The part I REALLY don't get is where the appraiser says he assumes conditions he knows are untrue (or in this case, impossible) "for the purpose of a reasonable analysis."

If you read through the whole appraisal, you will see repeated references to the subdivision proposal that Ted Veazey had hoped to build. This appraisal was clearly written as if it was about THAT project which was rejected almost a year ago, and not the land use the Town agreed to pay $475,000 for on February 13.

Last Monday, the YMCA and the Charlestown Land Trust stood before the Town Council and the people of Charlestown and presented an appraisal that was fictitious – a fraud.

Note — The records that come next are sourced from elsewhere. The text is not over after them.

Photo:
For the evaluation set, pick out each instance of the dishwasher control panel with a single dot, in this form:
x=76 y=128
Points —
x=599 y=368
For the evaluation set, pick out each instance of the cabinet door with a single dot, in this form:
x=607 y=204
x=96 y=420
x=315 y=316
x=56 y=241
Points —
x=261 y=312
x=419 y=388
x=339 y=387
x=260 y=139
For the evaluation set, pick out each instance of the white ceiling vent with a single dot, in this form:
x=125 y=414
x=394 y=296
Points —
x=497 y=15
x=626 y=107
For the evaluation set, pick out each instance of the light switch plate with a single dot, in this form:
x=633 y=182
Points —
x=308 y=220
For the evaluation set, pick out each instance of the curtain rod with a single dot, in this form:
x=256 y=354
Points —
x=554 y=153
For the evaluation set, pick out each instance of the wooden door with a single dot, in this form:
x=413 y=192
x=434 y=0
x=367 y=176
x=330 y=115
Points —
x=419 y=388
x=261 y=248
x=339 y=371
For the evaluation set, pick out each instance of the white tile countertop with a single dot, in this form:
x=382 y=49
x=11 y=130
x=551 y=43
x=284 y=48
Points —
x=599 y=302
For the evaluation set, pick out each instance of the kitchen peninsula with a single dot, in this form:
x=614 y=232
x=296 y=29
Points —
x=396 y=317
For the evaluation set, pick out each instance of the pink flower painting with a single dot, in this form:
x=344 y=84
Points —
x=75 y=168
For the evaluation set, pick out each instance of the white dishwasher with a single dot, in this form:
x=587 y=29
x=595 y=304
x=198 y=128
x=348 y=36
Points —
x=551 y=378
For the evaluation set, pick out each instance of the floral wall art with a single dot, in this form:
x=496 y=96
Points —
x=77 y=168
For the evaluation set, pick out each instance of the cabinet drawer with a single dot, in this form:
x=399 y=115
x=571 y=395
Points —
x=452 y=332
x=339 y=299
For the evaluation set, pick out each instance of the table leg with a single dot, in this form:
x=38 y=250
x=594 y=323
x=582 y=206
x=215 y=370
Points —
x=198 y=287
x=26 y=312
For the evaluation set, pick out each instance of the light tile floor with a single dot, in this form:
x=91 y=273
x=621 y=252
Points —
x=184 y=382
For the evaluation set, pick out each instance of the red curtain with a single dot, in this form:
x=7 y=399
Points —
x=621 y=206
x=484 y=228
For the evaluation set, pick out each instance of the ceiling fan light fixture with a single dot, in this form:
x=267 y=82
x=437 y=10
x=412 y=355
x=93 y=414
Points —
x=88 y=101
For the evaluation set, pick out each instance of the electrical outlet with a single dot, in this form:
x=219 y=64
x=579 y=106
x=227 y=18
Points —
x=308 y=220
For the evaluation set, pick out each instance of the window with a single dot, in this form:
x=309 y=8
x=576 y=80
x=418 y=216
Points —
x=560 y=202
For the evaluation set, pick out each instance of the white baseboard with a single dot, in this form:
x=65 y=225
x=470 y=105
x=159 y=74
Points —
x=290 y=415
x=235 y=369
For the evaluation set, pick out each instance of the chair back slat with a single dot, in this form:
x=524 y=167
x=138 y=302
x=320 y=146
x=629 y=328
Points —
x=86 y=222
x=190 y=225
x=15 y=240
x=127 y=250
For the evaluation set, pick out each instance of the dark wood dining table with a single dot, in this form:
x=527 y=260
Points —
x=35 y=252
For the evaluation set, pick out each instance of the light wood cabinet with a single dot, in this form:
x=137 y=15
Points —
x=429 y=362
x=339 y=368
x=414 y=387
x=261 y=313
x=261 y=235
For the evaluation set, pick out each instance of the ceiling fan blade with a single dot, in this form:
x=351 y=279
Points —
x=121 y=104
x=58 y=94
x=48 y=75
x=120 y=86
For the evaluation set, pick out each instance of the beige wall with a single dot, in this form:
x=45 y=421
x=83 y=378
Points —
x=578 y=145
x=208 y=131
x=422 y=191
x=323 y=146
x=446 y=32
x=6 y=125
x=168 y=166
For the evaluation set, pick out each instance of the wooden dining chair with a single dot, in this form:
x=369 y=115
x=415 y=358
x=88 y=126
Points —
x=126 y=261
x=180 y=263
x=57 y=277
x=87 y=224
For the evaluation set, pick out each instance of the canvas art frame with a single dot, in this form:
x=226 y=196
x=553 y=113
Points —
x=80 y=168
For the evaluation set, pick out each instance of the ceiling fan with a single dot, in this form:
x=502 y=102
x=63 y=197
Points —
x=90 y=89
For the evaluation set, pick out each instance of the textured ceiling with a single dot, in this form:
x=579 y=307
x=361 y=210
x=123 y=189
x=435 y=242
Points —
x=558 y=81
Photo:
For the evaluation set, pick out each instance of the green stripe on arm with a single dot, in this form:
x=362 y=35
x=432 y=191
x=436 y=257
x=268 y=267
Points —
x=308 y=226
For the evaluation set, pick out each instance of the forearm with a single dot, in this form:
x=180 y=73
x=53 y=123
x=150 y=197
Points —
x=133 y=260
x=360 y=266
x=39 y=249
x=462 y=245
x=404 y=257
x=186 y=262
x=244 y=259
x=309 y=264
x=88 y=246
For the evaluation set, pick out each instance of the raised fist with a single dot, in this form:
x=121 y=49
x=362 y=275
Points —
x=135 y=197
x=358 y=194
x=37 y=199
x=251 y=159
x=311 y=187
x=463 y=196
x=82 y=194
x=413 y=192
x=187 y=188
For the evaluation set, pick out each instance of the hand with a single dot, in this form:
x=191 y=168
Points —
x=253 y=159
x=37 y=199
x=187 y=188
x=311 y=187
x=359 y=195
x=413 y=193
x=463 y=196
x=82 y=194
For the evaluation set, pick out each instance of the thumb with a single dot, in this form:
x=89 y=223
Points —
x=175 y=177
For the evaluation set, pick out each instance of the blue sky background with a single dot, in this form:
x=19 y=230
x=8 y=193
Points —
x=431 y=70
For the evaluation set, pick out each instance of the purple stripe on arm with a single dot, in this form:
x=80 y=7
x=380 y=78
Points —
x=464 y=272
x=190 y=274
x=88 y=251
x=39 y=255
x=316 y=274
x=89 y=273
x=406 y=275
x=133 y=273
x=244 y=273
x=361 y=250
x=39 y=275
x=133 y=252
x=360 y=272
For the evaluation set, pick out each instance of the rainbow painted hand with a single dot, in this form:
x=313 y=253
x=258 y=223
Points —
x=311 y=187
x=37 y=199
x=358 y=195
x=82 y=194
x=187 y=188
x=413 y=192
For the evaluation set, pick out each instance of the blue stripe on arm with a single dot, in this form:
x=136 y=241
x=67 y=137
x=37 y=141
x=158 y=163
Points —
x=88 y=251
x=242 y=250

Perhaps they feel they have some good justification for the inflated price, beyond making a fine “donation” to the YMCA. If so, I claim that the citizens of this town deserved to know about the inflated price before the Town Council voted their approval of the deal.

I firmly believe they would have heard even more pointed comments from the audience had it been clear that we were paying development land price for land which has had development zoning rejected.

Charlestown taxpayers really did buy the Brooklyn Bridge on February 13.

I have placed a call to William Patrick of the Appraisal Resource Group asking for comments on the appraisal, but as of this writing, he has not returned my call.

Despite the 3-1 Town Council vote to approve a Charlestown taxpayer contribution of $475,000, the deal must still be reviewed and approved by Charlestown Town Solicitor Peter Ruggiero. I hope that he reads the appraisal and sees it for what it is.

[Editor's note: my thanks to Mike Chambers for his suggestion about using the line "Once Upon a Time in Charlestown."]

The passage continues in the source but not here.